A Novel Aromatic Carboxylic Acid Inhibits Luciferase Enzymatic Activity in Mammalian Cells by Acylation of an Active Regulatory Lysine Residue

2014 
Firefly luciferase (Luc) is widely used as a reporter enzyme in cell-based assays for gene expression. A novel aromatic carboxylic acid, F-53 substantially inhibited the enzymatic activity of Luc in a Luc reporter screening. Matrix-assisted laser desorption/ionization time-of-flight mass spectrometry (MALDI-TOF-MS) and tandem mass spectrometry (MS/MS) analyses showed that F-53 modified Luc at lysine-529 via amidation of the F-53 carboxyl group.

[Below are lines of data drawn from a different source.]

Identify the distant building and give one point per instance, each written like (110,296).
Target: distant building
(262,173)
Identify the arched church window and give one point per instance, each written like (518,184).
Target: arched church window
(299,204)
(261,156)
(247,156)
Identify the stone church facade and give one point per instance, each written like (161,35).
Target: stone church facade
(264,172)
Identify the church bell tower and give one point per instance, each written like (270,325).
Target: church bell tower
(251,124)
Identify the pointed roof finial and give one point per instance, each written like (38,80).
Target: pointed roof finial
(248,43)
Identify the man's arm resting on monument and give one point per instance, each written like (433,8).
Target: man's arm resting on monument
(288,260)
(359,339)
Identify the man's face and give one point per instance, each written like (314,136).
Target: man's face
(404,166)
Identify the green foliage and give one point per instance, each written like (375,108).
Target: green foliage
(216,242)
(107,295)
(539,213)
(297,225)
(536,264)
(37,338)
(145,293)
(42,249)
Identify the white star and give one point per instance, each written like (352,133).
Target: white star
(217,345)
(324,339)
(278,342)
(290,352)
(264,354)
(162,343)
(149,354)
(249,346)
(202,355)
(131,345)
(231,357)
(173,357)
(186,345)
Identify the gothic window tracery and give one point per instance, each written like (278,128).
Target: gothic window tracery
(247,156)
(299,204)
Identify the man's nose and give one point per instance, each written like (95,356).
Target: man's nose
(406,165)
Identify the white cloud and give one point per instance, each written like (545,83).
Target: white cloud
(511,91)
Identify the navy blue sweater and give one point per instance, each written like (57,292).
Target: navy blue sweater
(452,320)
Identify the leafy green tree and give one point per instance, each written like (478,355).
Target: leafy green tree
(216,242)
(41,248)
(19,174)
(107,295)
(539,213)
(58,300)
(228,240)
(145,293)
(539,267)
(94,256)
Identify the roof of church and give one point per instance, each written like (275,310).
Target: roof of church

The lysine-529 residue of Luc, which plays a regulatory catalytic role, can be acetylated. Luc also has a long-chain fatty acyl-CoA synthase activity. An in vitro assay that involved both recombinant Luc and mouse liver microsomes identified F-53-CoA as the reactive form produced from F-53. However, whereas the inhibitory effect of F-53 is observed in Hela cells that transiently expressed Luc, it is not observed in an in vitro assay that involves recombinant Luc alone. Therefore, insights into the activities of certain mammalian transferases can be translated to better understand the acylation by F-53.The purification of the interacting proteins with F-53 in mammalian cells was carried out using F-53-immobilized Magnetic FG beads as bait and those were analyzed by using nano-Liquid chromatography coupled with electrospray ionization-quadrupole time-of-flight hybrid mass spectrometry (nano-LC/ESI-QTOF-MS).